Unless you have been hiding in the middle of the forest and living off the land, you’ll probably have noticed that inflation has not been kind in the past “almost a year”.
And inflation is happening in the worst time ever, as COVID-19 is out here like, “hey, you can go places now.” Meanwhile gas prices are like, “the fuck you can.”
Inflation was already a central economic issue in 2021, yet here we are in 2022 and overall inflation is at 7.5%+ (gas prices being closer to 40%). However, prior to 2021, inflation has been kind to us for the last decade.
What’s causing inflation? If you Google that, you’ll find a myriad of differing responses. If I were to take a stab at it, I’d say it’s a combination of our purchasing and employment patterns due to the pandemic, decisions made by the Fed and President Biden, and corporate decisions making a challenge for supply to adjust to surging demands.

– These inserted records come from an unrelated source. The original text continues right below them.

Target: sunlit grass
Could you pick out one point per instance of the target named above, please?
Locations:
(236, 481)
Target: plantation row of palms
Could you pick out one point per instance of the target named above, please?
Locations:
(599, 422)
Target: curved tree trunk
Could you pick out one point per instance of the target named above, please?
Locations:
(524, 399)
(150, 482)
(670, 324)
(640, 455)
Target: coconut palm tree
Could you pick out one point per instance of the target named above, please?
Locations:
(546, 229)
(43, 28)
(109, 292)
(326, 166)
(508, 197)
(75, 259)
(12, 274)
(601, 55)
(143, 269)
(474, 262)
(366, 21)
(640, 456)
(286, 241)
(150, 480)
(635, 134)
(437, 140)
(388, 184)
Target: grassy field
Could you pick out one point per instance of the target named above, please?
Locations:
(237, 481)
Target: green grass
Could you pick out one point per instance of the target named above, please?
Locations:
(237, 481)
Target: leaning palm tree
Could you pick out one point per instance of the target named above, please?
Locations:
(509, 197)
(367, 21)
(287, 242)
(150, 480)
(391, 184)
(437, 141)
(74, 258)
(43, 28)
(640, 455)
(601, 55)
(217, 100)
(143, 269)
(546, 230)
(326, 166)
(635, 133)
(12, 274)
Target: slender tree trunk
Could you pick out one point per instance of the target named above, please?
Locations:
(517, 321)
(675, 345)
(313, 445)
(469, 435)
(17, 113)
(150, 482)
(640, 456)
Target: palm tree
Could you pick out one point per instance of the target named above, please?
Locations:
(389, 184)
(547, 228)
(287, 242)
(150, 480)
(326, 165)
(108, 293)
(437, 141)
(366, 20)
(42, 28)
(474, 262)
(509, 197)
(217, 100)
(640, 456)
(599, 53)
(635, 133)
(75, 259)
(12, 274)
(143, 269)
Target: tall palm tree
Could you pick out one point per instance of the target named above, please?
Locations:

When will inflation normalize? If you Google that, you’ll also find yourself in a position of bewilderment. We don’t know. Will it be when typical spending patterns normalize? Will it be when COVID-19 has taken a chill pill? Will it be when more people return back to the workforce? I have no idea.
While inflation is truly harshing my mellow and choking me at the gas pump, it’s not causing as much damage as climate change. It’s still a cause for concern, but I have four helpful tips on how you can offset the impact inflation has on your wallet.
Tip 1: Negotiate your bills
While I realize negotiation is out of many people’s wheelhouse, it’s a skill worth embracing and taking action. Auto insurance, home insurance, disability insurance, fire insurance (if you live in California) are all bills you should consider negotiating. Cable, internet, phone bills as well. Many people also qualify for discounts on utility bills. You won’t know until you ask.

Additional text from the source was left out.